# Solution to my first NN

We are here following the pipeline suggested from the [assignment](https://www.coursera.org/learn/intro-to-deep-learning/peer/0AgYP/my1stnn).

In [None]:
%matplotlib notebook

import matplotlib.pyplot as plt
import numpy as np
import tensorflow as tf

from preprocessed_mnist import load_dataset

* Begin with logistic regression from the previous assignment to classify some number against others (e.g. zero vs nonzero)

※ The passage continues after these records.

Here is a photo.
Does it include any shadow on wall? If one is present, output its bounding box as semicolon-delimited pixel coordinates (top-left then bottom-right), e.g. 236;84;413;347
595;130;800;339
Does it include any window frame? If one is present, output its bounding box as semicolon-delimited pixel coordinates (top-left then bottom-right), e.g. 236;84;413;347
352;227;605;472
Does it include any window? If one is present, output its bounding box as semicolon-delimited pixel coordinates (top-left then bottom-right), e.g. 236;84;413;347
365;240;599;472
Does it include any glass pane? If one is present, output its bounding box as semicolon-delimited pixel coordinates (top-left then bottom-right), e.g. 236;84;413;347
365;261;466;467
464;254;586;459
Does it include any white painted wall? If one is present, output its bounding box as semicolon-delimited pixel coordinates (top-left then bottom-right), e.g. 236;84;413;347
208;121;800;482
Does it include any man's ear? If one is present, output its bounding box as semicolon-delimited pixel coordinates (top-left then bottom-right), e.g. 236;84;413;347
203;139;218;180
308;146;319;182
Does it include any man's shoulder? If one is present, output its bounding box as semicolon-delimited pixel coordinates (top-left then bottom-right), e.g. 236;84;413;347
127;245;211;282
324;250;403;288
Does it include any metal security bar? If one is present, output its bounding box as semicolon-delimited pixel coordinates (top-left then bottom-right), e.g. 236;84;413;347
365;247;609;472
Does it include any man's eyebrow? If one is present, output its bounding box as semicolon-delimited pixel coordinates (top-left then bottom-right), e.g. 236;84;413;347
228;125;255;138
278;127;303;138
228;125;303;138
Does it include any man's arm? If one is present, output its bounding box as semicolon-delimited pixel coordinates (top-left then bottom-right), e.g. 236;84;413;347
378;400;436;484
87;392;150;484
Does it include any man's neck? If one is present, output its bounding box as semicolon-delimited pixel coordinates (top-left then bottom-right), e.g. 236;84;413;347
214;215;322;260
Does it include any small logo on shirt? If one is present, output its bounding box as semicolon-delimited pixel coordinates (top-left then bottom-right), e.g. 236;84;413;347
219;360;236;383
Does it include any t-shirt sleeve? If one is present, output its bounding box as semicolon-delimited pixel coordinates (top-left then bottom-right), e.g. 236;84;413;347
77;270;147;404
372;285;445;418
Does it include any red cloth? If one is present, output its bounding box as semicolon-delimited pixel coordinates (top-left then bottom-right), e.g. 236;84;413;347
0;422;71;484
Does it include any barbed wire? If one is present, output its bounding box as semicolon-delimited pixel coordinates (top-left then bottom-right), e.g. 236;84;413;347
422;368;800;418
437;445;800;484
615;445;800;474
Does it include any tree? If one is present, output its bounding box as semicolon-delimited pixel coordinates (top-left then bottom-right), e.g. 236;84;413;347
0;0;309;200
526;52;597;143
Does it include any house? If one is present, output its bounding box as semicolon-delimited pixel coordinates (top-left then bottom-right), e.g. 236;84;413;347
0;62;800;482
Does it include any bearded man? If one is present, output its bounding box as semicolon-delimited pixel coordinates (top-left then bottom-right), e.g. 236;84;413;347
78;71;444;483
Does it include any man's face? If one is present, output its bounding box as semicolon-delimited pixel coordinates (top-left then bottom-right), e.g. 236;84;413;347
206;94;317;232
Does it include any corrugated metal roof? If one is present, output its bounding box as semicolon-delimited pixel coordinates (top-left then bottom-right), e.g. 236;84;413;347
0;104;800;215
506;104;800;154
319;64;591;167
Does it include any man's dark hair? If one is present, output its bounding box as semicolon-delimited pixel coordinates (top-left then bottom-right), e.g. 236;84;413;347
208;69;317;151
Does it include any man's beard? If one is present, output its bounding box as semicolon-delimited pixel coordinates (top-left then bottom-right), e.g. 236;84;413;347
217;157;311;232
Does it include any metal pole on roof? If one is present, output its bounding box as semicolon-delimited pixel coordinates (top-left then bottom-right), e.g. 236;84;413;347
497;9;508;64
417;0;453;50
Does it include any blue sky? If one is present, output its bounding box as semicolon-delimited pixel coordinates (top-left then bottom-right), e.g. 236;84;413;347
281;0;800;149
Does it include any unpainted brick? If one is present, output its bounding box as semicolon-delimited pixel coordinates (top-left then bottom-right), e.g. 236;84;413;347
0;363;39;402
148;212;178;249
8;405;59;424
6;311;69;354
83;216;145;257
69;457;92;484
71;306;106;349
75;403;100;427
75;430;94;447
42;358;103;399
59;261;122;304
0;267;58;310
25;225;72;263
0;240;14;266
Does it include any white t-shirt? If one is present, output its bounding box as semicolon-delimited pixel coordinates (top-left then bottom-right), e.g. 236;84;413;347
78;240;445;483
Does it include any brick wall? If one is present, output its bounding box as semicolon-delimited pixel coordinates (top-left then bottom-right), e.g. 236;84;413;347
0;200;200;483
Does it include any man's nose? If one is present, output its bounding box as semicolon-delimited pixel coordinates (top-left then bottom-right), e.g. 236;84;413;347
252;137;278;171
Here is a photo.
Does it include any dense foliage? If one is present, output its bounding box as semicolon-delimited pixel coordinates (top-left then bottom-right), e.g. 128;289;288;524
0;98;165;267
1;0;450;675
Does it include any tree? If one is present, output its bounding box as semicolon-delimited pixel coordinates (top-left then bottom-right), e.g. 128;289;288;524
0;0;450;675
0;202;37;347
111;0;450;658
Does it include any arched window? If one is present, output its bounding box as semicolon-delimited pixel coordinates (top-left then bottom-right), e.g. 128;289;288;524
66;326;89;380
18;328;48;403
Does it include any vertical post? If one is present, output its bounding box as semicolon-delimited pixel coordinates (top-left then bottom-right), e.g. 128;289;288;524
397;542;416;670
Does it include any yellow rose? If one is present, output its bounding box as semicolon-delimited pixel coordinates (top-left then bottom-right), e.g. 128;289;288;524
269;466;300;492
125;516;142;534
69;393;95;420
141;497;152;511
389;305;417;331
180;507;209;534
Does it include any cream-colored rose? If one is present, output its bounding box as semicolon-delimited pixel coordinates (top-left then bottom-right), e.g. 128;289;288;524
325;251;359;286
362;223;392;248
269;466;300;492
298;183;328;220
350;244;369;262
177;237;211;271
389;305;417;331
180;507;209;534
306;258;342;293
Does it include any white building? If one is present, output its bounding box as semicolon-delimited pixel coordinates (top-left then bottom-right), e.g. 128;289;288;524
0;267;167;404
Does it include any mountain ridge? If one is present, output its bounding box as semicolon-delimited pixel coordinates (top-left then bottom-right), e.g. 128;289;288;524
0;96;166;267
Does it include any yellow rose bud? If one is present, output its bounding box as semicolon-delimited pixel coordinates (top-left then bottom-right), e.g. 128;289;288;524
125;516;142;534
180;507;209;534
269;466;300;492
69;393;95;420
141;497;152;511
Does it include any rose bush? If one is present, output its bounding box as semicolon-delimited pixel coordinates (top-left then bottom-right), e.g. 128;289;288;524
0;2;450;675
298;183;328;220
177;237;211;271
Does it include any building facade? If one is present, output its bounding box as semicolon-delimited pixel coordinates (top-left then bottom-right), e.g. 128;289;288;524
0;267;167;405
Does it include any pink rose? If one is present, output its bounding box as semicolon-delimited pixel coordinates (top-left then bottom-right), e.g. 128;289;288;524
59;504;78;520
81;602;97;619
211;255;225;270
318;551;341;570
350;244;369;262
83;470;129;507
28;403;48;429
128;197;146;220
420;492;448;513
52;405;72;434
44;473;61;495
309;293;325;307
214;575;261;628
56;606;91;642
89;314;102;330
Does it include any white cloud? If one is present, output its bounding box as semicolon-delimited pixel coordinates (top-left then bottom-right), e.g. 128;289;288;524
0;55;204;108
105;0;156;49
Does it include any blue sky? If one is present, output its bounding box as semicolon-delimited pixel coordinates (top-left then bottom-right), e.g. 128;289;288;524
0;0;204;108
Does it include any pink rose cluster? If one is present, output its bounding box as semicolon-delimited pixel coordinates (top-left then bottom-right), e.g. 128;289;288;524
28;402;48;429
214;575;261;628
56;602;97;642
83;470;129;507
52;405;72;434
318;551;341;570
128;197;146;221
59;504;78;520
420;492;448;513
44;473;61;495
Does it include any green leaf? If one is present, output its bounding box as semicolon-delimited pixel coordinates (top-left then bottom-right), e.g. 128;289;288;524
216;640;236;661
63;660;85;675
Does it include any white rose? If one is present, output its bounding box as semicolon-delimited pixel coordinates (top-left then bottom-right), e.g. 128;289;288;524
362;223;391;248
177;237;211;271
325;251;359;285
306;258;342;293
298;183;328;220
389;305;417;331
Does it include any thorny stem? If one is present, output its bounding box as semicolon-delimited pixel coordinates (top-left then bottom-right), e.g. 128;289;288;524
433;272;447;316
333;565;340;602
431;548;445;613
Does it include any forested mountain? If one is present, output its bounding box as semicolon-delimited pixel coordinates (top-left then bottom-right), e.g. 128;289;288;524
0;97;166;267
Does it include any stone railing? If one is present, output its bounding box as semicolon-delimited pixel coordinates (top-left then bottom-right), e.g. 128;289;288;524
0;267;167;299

From `preprocessed_mnist` the data has already been:

1. Been normalized (note that the images only have one channel)
2. Split into train, validation and test

## Logistic regression separating zeros from non-zeros

In [None]:
# Load the dataset
X_train, y_train, X_val, y_val, X_test, y_test = load_dataset()

In [None]:
# Parameters
small_number = 1e-3
n_iter = 10
# Maybe not needed
batch = 4

In [None]:
def reshaper(var):
    """
    Reshapes a 3-d array to a 2-d array, collapsing the two last dimensions
    
    Parameters
    ----------
    var : array, shape (samples, image-rows, image-colums)
        The variable to reshape
        
    Returns
    -------
    reshaped : array, shape (samples, image-rows, image-colums)
        The reshaped variable    
    """
    
    reshaped = var.reshape(var.shape[0], var.shape[1]*var.shape[2])
    
    return reshaped

In [None]:
X_train_r = reshaper(X_train)
X_val_r = reshaper(X_val)
X_test_r = reshaper(X_test)

In [None]:
n_training_ex = X_train_r.shape[0]
n_features = X_train_r.shape[1]

In [None]:
# The first dimension is None, as we would like to vary the number of input examples

# NOTE: How can a network take in all training examples at once?
#       When predicting one example, we are essential sending in a row-vector (1 x n-matrix)
#       When training several examples, we are sending in several one-vectors (m x n-matix)
#       The loss will still be a scalar as the input_y will be m x 1-dimensional, where we will take an inner product
#       with predicted_y, which is also m x 1 dimensional

input_X = tf.placeholder("float32", shape=(None, n_features), name="input_x")
input_y = tf.placeholder("float32", shape=(None, 1), name="input_y")

In [None]:
def get_w_and_b(rows, cols):
    """
    Returns weights and biases based on the input dimensions
    
    Parameters
    ----------
    rows : int
        Number of rows in the weights matrix and the bias matrix
        This corresponds to training examples in the input layer
    cols : int
        Number of columns in the weights matrix
        This corresponds to features in the input layer and number of nodes in the previous layer for hidden layers
        
    Returns
    -------
    W : Variable, shape (rows, cols)
        The weights variable
    b : Variable, shape (rows, 1)
        The bias variable
    """
     
    # We initialize with random weights to break symmetry
    W = tf.Variable(initial_value=np.random.randn(rows, cols)*small_number,
                    name="weights",
                    dtype='float32')

    b = tf.Variable(initial_value=np.random.randn(rows, 1)*small_number,
                    name="bias",
                    dtype='float32')
    
    return W, b

In [None]:
W, b = get_w_and_b(n_training_ex, n_features)

In [None]:
# The model code

# Compute a vector of predictions, resulting shape should be [input_X.shape[0],]
# This is 1D, if you have extra dimensions, you can  get rid of them with tf.squeeze .
# Don't forget the sigmoid.

# predicted_y = <predicted probabilities for input_X>
# NOTE: Predicted y will have the same number of rows as the number of input examples
# NOTE: Squeezing gets rid of the extra "bracket" (that is the 1 in (dim, 1)). This is needed for the scaffold
predicted_y = tf.squeeze(tf.nn.sigmoid(tf.matmul(input_X, weights) + b))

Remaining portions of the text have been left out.